Allopregnanolone in the Midbrain VTA is Necessary and Sufficient for Mating
By utilizing this behavioral response of mating as a bioassay, we have been able to determine that allopregnanolone, from both metabolism of circulating progesterone, and biosynthesis in the midbrain, in the midbrain VTA is necessary and sufficient for mating (reviewed recently in Frye, 2011). Requisite enzymes and proteins for metabolism and biosynthesis of allopregnanolone are expressed in the midbrain VTA as well as in corticolimbic regions that may be involved (Cheng and Karavolas, 1975; Li et al., 1997; Furukawa et al., 2002; Frye, 2011; Frye et al., 2013a). Observations of age-related changes in reproductive behaviors and timing of reproductive senescence among female rats suggest that reductions in capacity to form allopregnanolone in the midbrain may be involved (Walf et al., 2011). Genetic knockout of 5α-reductase in female mice lowers allopregnanolone levels in the midbrain and attenuates lordosis during proestrous (when females typically have their highest levels of allopregnanolone, coincident with mating), and following ovariectomy and progesterone administration (Koonce and Frye, 2014). 5α-reductase knockout mice have normative responses to allopregnanolone administration. In addition to these findings that suggest the importance of progesterone metabolism in the midbrain for mating, there are data in support of the role of allopregnanolone synthesis in the VTA for mating. Antagonists of TSPO, P450scc, and 3β-HSD, delivered directly to the midbrain VTA, of receptive rats attenuates lordosis similarly as inhibitors of metabolism by 5α-reductase and 3α-HSD (reviewed in Frye, 2011; Frye et al., 2013a). As well, agonists of TSPO can have similar actions as allopregnanolone to OVX and ADX rats to increase midbrain levels of allopregnanolone and lordosis (reviewed in Frye, 2011; Frye et al., 2013a). Together, these approaches have suggested the importance of allopregnanolone, from both metabolism and biosynthesis, in the midbrain VTA for mating.
Mating-Induced Allopregnanolone Synthesis in the Midbrain
In addition to being a measure of interest, mating can induce allopregnanolone formation in the nervous system, and, thereby, can be considered a manipulation as well. Among proestrous female rats that engage in mating with a male, there is a rapid increase in allopregnanolone levels in the midbrain; this same pattern of allopregnanolone synthesis is not observed with the smell, or site, of a sexually-experience male, or a female conspecific (Frye and Bayon, 1999; Frye et al., 2007). Notably, allopregnanolone levels are higher following “paced mating” compared to a standard mating task (Frye, 2001a,b, 2009, 2011; Frye et al., 2007, 2014b). Paced mating is considered a semi-naturalistic mating paradigm as compared to a standard mating paradigm, which is typically performed in a small chamber in a laboratory (e.g., a 10 gallon aquarium). Paced mating is considered closer to the natural experience because the chamber is larger and divided with an entry only a female can transverse to get to the other side of the chamber; as such, female rats can control the timing of (i.e., “pace”) their mating contacts with males, which is a critical part of the natural response in the wild and to enhance fertility and fecundity (Frye and Erskine, 1990). Even in the situation that females are tested in a large, paced mating chamber in the laboratory, but do not spontaneously pace, or show a low pacing response (but the same number of mounts by the male), there are lower levels of allopregnanolone in the midbrain compared to females that do show the pacing response (Frye and Rhodes, 2006). These data support the notion that mating can induce allopregnanolone synthesis; albeit, a question is the role of other reproductively-relevant behaviors, which may precede or follow mating, for allopregnanolone synthesis.

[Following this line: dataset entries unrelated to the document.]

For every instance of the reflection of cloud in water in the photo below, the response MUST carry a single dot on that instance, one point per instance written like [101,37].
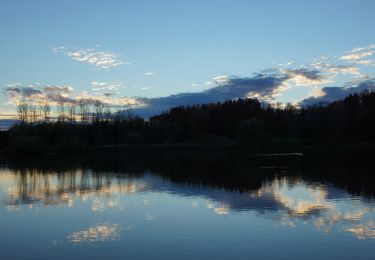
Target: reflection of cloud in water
[97,233]
[363,231]
[311,204]
[51,189]
[288,201]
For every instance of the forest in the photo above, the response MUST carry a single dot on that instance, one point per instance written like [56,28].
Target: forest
[235,122]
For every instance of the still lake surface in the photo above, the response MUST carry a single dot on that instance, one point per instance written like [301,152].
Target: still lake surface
[188,207]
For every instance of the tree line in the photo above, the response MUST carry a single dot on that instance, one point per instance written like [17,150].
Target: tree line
[243,121]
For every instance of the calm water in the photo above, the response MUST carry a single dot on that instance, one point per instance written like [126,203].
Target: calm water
[184,208]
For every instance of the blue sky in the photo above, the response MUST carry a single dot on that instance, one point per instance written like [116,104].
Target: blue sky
[110,50]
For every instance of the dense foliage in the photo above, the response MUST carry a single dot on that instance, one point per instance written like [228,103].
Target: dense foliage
[232,122]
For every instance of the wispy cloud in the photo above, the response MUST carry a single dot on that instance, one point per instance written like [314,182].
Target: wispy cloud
[357,55]
[54,95]
[99,59]
[330,94]
[107,86]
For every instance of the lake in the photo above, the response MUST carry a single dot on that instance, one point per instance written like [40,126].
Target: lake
[188,207]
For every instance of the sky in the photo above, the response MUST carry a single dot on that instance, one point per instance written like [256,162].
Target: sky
[155,54]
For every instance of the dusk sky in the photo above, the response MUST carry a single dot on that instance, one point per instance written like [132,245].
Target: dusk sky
[138,51]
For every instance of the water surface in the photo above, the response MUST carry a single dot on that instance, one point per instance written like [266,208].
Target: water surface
[183,208]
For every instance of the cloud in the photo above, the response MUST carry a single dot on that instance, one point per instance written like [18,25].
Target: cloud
[99,59]
[304,76]
[331,94]
[107,86]
[231,88]
[357,55]
[54,95]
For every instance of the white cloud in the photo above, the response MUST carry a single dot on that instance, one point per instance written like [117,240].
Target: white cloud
[357,55]
[107,86]
[100,59]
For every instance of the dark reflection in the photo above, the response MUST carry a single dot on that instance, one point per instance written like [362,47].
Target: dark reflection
[324,190]
[351,171]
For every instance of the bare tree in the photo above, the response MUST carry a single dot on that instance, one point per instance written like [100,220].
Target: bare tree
[84,110]
[23,110]
[45,110]
[98,111]
[61,111]
[107,113]
[33,113]
[72,113]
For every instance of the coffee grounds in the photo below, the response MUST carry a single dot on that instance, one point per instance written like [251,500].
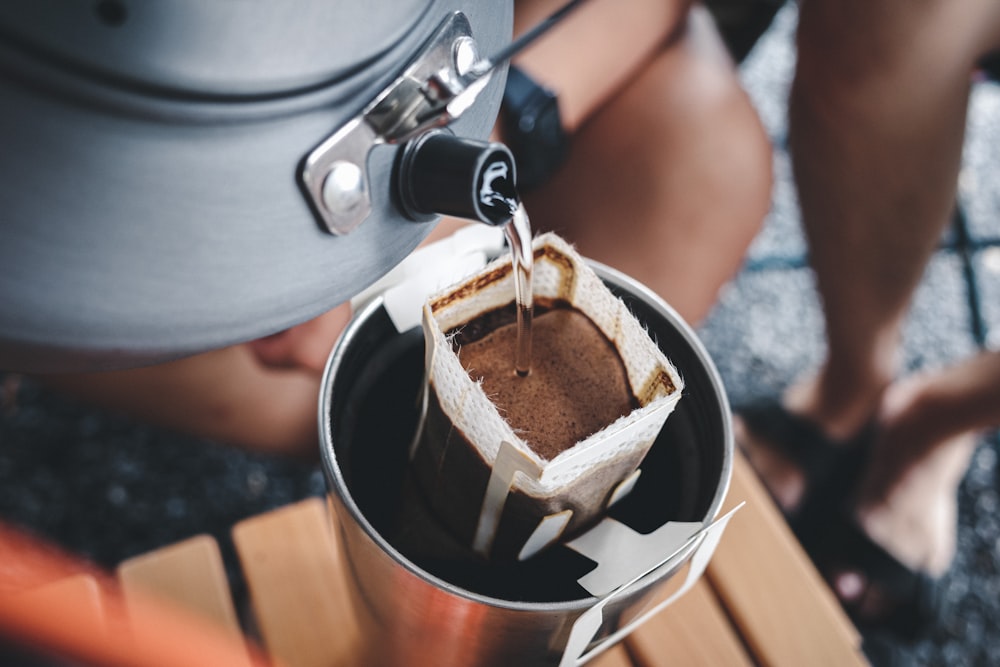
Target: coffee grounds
[576,387]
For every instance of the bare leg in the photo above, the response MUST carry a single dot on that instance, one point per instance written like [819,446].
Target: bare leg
[877,119]
[670,179]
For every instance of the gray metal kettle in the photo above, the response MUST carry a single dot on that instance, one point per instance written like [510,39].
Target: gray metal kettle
[154,176]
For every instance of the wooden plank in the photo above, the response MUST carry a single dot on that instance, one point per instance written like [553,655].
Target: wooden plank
[786,613]
[190,574]
[296,580]
[614,657]
[694,631]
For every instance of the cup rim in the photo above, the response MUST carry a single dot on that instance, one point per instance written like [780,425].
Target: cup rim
[336,482]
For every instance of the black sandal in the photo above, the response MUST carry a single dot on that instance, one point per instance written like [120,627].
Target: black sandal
[830,467]
[917,598]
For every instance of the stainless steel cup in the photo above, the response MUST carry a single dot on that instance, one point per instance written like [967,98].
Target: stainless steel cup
[451,608]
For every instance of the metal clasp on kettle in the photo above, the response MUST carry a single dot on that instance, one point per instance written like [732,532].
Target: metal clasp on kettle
[435,89]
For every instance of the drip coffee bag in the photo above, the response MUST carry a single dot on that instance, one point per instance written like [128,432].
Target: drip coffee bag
[508,464]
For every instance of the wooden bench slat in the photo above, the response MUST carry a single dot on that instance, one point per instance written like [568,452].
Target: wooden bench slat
[616,656]
[190,574]
[693,631]
[296,581]
[786,613]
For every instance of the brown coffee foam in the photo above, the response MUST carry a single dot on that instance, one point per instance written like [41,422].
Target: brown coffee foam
[577,385]
[452,477]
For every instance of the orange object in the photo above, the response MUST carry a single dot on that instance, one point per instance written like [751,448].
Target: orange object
[60,605]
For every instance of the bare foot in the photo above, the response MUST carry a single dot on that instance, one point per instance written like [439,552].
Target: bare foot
[907,500]
[784,479]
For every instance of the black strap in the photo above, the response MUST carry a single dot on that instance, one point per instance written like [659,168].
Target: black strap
[532,129]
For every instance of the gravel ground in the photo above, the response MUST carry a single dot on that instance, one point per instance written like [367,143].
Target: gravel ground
[108,488]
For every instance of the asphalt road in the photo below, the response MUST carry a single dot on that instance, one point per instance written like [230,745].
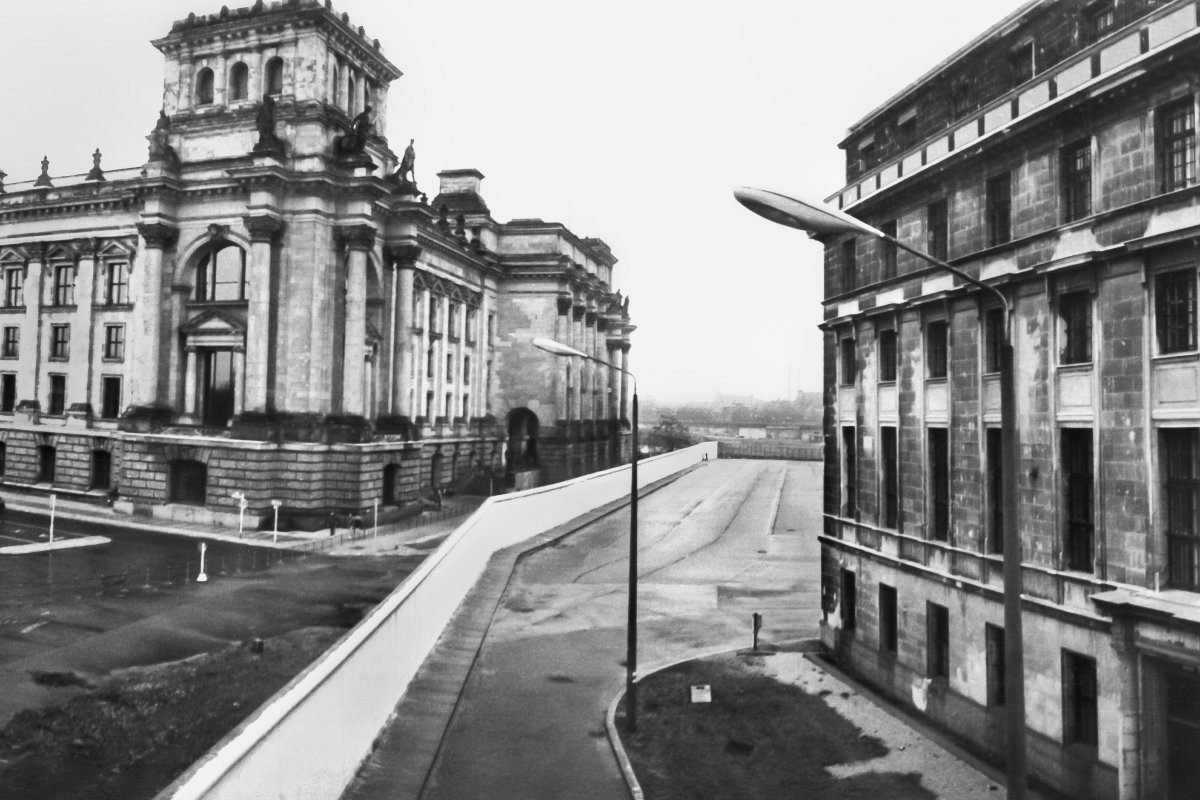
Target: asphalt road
[720,543]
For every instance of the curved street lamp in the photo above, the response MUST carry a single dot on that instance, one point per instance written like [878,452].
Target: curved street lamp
[559,349]
[817,220]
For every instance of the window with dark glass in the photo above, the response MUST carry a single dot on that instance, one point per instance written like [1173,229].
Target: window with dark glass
[1175,311]
[60,341]
[64,284]
[1176,145]
[15,287]
[850,468]
[221,275]
[109,397]
[993,338]
[849,265]
[891,477]
[7,391]
[1000,208]
[888,619]
[11,348]
[937,232]
[1077,180]
[937,641]
[994,643]
[888,268]
[849,361]
[1080,719]
[940,485]
[1079,485]
[58,403]
[114,342]
[994,444]
[1180,457]
[1075,324]
[887,355]
[117,287]
[936,349]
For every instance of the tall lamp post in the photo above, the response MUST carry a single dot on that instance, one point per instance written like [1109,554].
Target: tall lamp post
[819,218]
[558,348]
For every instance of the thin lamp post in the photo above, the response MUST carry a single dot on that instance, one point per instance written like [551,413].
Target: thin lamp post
[817,218]
[559,349]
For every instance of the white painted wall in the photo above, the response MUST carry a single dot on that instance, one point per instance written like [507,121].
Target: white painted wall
[286,750]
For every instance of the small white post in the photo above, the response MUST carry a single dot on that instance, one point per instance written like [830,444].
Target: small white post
[202,577]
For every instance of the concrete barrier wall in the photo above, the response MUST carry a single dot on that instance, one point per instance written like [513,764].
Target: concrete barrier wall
[310,739]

Paced Mating, More so than Other Reproductively-Relevant Behaviors, Increases Allopregnanolone Synthesis
Reproductively-relevant behaviors are those that may improve reproductive success. For example, some of these reproductively-relevant behaviors are those that include increased exploration and reduced anxiety that would promote females leaving the natal nest and traversing a complex and novel environment to encounter other female conspecifics and potential mates for the first time. To address this in our laboratory, paced mating as well as measures of exploration (e.g., open field), anxiety (e.g., elevated plus maze), or social interaction with another female are assessed in a short battery of these tasks. Paced mating itself, or immediately following this battery of tasks, increases allopregnanolone synthesis in the midbrain, compared to testing in the battery without mating (Frye et al., 2007, 2014b). Together, these data support that mating can be utilized as a measure of allopregnanolone’s actions as well as a way to manipulate allopregnanolone levels in the midbrain. This model has then been used to assess the mechanisms of allopregnanolone, with a focus on non-traditional actions for mating and reproduction-relevant behaviors.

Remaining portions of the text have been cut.